イーロン・マスクの娘、といっても一番上の娘のことです。マスクは複数の女性との間に12人の子供をもうけたそうなので他にも娘はいるようです。この一番上の娘は現在20歳で名前はヴィヴィアン・ジェナ・ウィルソン。この女性は実の父親であり世界屈指の富豪であるマスクとこの若さにして――法的に可能になる18歳に達してすぐに――絶縁しています。なぜでしょう?
もちろんご存じの方も多いと思いますが、ヴィヴィアンはトランス女性。吐き気を催す程の反トランス発言を繰り返し、ツイッター買収後名称変更したそのSNS上ではLGBTQ、特にトランスジェンダーへの攻撃を「解禁」した父親。ヴィヴィアンのカミングアウト後も娘に対してミスジェンダリング(性別を敢えて本人の望まないほうで言及すること)、デッドネイミング(本人の望まない方の性別の名前、つまり元の名前で呼ぶこと)を繰り返す父親に完全にあいそが尽きたというのは容易に想像できます。
一般の方から見たらマスクは元々保守派、だから反LGBTQ、と見えるかもしれませんが、私には逆のように思えます。マスクの政治理念がLGBTQ以外に関してはそれほど強硬保守派であったいう印象は私は持っていませんでした。キリスト教福音派(宗教保守派)というわけでもないし。
マスクはインタービュー等で自分の「息子」はリベラル派の主張する(トランスジェンダーを容認、サポートする)「イデオロギー」によって「殺された」、学校やメディアに「息子」が「洗脳」された、というコメントをしており、自分は「息子」を奪われた被害者という意識を極めて強くもっていることが伺えます。またそれが故にリベラル派サイドへの激しい憎悪を隠そうとしません。
つまり自分の「息子」を奪ったこの憎きリベラル派とその「イデオロギー」を自分の世界最強の金力で叩き潰してやる、トランスジェンダーなんて存在しないことを世界に示してやる、そして願わくば「息子」が「洗脳」から解けて自分の元に戻ってくるように、というのがマスクの望むシナリオ。もちろんそのためにはトランプと共和党に肩入れして当然、というのが私のうがった見方です。
もちろん元々保守派でトランスジェンダーなんて受け入れられない、という素地があったのは確かですが、娘のカミングアウトをきっかけに少し学んでみる、という方向には全くいかなかったようですね。
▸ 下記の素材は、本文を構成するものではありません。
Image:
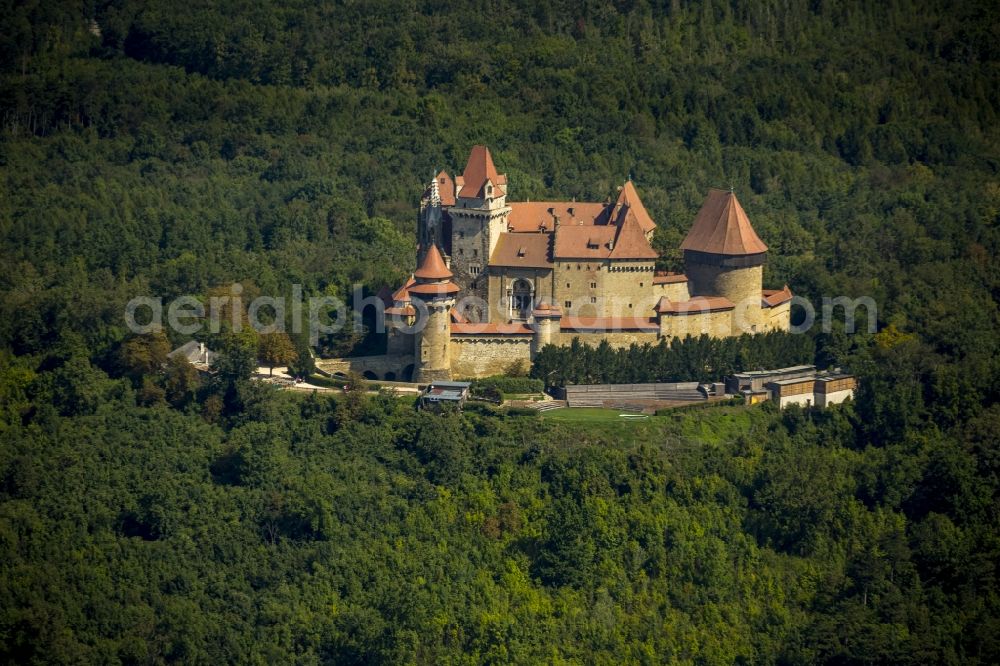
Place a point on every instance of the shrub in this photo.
(506, 384)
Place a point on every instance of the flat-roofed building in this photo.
(834, 389)
(798, 391)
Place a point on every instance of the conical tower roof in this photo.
(478, 170)
(629, 197)
(722, 227)
(630, 242)
(433, 267)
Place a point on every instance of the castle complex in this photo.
(498, 280)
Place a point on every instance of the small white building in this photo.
(196, 353)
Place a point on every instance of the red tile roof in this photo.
(433, 267)
(573, 323)
(434, 289)
(522, 250)
(478, 170)
(491, 329)
(583, 242)
(628, 197)
(722, 227)
(696, 305)
(772, 297)
(630, 241)
(531, 216)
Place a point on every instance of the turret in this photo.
(433, 297)
(479, 216)
(723, 256)
(547, 317)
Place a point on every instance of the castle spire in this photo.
(723, 228)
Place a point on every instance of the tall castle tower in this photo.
(434, 294)
(479, 216)
(723, 256)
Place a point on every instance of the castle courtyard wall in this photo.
(616, 339)
(716, 324)
(485, 355)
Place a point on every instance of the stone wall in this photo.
(432, 349)
(716, 324)
(741, 285)
(383, 366)
(484, 355)
(473, 235)
(501, 279)
(605, 288)
(778, 318)
(615, 338)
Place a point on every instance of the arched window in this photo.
(521, 298)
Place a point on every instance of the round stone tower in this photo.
(547, 318)
(723, 256)
(433, 296)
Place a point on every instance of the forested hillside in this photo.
(148, 149)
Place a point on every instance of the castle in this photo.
(497, 280)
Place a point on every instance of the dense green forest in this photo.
(150, 516)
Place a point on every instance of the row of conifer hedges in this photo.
(508, 385)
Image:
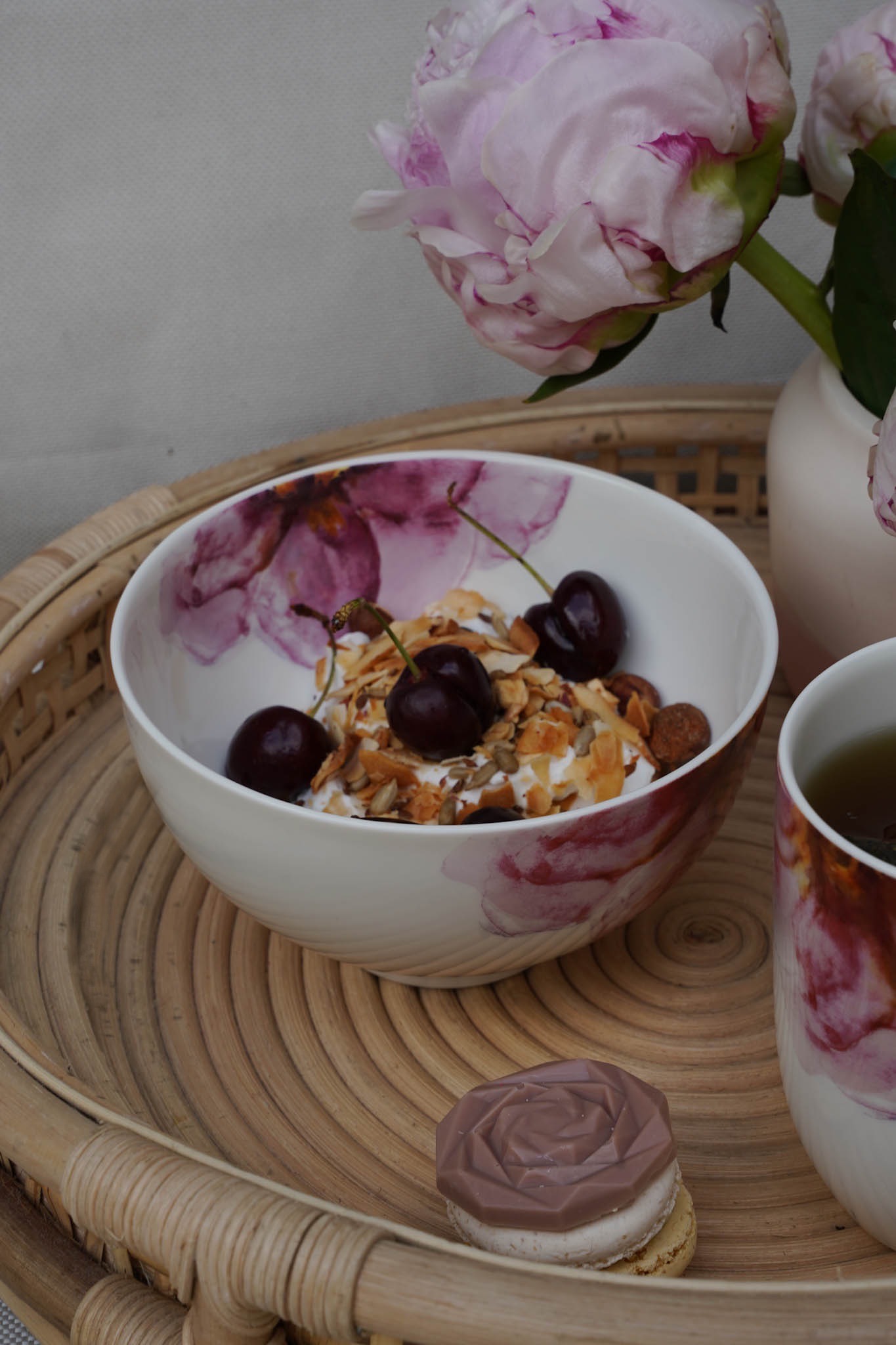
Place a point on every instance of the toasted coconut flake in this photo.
(512, 694)
(336, 805)
(543, 735)
(539, 677)
(333, 762)
(523, 636)
(448, 811)
(385, 798)
(425, 803)
(389, 766)
(641, 713)
(535, 703)
(538, 801)
(501, 797)
(499, 732)
(464, 604)
(606, 770)
(498, 661)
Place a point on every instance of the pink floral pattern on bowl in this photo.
(328, 537)
(836, 956)
(605, 868)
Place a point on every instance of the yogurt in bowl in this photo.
(205, 635)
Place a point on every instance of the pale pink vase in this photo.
(833, 567)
ヴィヴィアンが女性であることをカミングアウトしたのは16歳の時、恐らく2020年。マスクがツイッターを買収したのが2022年。ツイッターユーザーを反トランスに誘導する意図があったことは間違いないと思っています。(もちろんそれ以前もツイッター上に反トランスコメントは溢れすぎていましたが)
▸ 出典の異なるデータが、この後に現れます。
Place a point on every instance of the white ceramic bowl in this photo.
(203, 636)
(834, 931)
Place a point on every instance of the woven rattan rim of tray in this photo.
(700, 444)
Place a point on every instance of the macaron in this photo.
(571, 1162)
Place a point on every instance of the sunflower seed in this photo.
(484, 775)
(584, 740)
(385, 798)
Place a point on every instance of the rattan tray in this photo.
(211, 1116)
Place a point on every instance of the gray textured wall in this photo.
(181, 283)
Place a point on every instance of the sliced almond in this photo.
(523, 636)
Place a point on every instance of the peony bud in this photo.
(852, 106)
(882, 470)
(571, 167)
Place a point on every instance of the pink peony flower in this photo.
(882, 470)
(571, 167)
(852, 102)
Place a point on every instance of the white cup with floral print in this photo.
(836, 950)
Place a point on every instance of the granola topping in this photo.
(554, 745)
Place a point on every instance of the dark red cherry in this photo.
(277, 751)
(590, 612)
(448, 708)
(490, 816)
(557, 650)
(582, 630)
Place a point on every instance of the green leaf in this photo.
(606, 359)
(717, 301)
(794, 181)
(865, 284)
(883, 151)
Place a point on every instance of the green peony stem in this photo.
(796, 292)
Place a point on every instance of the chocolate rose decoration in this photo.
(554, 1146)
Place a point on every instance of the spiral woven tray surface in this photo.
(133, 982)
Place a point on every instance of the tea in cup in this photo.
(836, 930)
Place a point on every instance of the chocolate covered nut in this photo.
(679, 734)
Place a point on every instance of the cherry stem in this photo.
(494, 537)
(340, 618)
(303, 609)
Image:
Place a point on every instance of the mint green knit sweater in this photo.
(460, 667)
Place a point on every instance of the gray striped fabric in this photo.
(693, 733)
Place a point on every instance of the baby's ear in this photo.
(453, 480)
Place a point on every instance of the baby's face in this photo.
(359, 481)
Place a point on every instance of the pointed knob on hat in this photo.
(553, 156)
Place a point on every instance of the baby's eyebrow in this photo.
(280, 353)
マスクの強烈な反トランス言動は「息子」を失ったことによる悲しみが原因だから同情の余地あり?もちろんそれは全く違います。全然。一人のトランス当事者として言わせていただければ――社会的・身体的な性別が変わったとしても私の人格、意識、その他全ては前のまま、同じ人間です。つまり脳みそはおんなじまま。私はまだここにいます。失ったなんて言われたくない。まだ死んでません。本当の私を見てほしい。
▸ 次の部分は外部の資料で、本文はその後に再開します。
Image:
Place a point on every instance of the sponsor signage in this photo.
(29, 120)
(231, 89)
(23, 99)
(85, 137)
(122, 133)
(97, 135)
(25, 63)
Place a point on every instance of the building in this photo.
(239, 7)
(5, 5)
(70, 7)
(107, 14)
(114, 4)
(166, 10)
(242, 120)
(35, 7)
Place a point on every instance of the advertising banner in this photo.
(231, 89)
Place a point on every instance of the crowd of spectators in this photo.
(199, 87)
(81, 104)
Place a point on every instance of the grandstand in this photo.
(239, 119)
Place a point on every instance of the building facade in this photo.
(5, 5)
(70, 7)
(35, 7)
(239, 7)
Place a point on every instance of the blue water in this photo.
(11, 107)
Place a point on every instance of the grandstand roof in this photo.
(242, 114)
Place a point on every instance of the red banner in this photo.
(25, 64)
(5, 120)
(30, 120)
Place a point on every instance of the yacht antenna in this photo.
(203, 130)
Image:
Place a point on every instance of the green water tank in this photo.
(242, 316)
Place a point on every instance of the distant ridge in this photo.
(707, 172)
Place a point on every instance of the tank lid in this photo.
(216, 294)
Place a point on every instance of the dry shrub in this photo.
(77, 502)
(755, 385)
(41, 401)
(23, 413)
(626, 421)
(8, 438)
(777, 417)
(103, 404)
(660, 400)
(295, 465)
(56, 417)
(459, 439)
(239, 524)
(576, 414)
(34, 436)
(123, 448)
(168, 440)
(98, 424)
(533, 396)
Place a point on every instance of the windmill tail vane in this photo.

前にも述べましたが配偶者、性的パートナーにとっては性別移行は別次元の意味を持ちますが、その他の家族、親友に関しては「兄を失った」「妹を失った」「母を失った」「息子を失った」「友人を失った」などと思われたくはありません。性別移行は本来のあるべき性別への移行であり、間違った性別への決別。理想的には祝福されたいものなのです。ですので親としてのマスクの反応は言語道断最低最悪、というのが私の評価です。
でも世界有数の影響力をもつ父親相手にしっかり自分の意見を述べるヴィヴィアンの勇気には感服します。マスクはあらゆる手をつくしてヴィヴィアンの「洗脳」を解こうとし、脱トランスへ追い込むための布石を打ってくるでしょうから少し心配です。